Ksatria yang memperhatikan kami mulai tertawa.


“Akhirnya kau sadar diri juga, iblis.”

“Diam. Urusanku sudah selesai denganmu.”

“Kau takkan bisa kabur. Aku akan menunggu di sini, hingga misi kami selesai.”

“...Apa maksudmu?”

“Tujuan kami adalah membunuh Puteri Kedua, dan menuduhmu sebagai pembunuhnya. Tapi meski misi yang pertama tidak terpenuhi, itu tidak jadi masalah. Mulai sekarang, menyerahkan kepalamu akan dihadiahi imbalan yang tinggi.”

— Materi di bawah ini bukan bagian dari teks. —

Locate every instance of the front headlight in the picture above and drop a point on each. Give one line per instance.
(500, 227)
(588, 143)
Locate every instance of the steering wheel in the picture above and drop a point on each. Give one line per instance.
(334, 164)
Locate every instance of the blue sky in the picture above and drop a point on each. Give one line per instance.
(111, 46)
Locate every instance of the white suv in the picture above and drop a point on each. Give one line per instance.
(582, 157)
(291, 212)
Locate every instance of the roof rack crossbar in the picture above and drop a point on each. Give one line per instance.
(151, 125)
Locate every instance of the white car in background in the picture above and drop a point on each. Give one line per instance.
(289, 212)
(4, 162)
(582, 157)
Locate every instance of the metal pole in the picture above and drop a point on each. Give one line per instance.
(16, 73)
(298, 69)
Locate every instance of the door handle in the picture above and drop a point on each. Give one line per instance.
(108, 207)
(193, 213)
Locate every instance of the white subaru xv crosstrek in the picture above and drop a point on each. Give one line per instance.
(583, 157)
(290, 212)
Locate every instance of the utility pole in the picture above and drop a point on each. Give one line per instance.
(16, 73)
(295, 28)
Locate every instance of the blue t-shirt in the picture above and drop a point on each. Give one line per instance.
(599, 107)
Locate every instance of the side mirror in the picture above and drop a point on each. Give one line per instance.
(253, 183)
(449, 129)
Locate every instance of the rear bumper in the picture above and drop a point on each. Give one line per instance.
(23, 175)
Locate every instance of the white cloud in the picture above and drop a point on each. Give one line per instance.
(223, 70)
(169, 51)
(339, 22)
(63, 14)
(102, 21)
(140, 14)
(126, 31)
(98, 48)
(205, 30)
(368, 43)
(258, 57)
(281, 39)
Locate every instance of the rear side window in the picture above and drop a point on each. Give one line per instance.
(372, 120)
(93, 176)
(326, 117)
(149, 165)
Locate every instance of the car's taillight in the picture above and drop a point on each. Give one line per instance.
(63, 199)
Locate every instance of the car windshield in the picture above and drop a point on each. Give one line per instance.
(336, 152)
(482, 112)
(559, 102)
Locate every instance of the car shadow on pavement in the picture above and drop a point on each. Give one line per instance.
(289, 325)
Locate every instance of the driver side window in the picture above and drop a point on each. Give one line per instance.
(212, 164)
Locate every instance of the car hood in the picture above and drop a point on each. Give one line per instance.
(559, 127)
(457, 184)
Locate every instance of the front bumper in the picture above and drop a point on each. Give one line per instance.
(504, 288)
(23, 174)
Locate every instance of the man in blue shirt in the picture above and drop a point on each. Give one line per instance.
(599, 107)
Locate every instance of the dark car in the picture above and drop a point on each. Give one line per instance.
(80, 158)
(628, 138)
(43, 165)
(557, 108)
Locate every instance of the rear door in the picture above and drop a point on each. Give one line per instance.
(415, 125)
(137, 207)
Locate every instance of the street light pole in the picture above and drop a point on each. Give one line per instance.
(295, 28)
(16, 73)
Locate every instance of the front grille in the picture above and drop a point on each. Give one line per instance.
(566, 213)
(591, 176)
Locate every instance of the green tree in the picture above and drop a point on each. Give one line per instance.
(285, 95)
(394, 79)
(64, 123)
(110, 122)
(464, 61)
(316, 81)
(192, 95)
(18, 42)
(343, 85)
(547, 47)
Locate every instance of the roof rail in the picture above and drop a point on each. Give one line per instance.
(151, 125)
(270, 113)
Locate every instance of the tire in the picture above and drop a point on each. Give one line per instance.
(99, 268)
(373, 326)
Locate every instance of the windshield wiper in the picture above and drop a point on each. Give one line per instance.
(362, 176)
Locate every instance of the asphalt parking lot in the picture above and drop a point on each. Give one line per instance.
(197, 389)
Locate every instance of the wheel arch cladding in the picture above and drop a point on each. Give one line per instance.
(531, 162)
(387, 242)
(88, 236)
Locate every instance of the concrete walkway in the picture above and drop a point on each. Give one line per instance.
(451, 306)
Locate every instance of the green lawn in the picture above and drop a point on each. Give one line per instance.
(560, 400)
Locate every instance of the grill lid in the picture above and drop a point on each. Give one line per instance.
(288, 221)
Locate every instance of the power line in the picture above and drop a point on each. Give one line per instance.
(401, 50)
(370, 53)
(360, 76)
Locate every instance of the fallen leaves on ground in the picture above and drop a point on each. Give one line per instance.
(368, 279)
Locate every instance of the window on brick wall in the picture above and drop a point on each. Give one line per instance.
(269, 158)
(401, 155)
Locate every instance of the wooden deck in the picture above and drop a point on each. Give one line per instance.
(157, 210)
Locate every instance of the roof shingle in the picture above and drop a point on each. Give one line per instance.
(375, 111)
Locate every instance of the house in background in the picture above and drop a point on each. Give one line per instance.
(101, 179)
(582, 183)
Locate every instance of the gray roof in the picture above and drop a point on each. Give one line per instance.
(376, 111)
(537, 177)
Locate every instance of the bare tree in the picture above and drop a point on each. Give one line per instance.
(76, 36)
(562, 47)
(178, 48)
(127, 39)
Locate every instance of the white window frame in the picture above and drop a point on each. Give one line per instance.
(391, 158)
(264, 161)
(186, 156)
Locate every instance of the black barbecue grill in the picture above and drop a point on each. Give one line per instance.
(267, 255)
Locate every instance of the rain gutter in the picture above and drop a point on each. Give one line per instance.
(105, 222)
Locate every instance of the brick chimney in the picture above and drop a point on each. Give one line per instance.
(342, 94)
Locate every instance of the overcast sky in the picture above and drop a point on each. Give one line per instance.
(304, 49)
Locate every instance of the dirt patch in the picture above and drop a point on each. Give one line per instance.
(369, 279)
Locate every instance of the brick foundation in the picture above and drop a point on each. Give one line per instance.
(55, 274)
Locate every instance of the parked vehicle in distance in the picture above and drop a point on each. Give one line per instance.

Si sampah itu, tidak kusangka dia akan berbuat sampai sejauh ini. Bahkan dia sanggup mengorbankan puterinya hanya untuk membunuhku!?


“Meski kau lari ke luar negeri, para Assassin kerajaan akan terus memburumu!”

“Tunggu, kenapa kalian harus membunuh Puteri Kedua di depanku?”


Kalau ingin membuat tuduhan palsu, yang kalian perlukan hanyalah kesaksian dari si jalang saja. Bahkan kalau Puteri Kedua mati di tempat yang berbeda denganku, mereka bisa langsung menuduhku sebagai pembunuhnya. Kenapa mereka tidak melakukan itu?

Tiba-tiba, aku teringat pada bola kristal yang dipegang ksatria lain. Karena dia yang duluan melarikan diri, dia bisa lolos dari kejaran kami. Sepertinya bola kristal itu berfungsi untuk mengambil foto.


“Iblis Perisai, Kabar tentang kau yang ikut serta dalam pembunuhan Puteri Melty, telah menyebar ke semua negeri. Kau takkan bisa meminta perlindungan di negeri manapun.”


Tidak mengherankan juga. Karena prajurit negeri ini takkan bisa melewati batas antar negeri untuk mengejarku. Kalau aku bisa kabur ke negeri lain, maka fakta itu akan membuktikan bahwa negeri ini begitu lemah, hingga tidak mampu menangkap seorang penjahat. Dan untuk negeri lainnya, mereka akan membantu Pahlawan Perisai, bahkan mencoba membujukku agar menjadi kawan bagi pihak mereka.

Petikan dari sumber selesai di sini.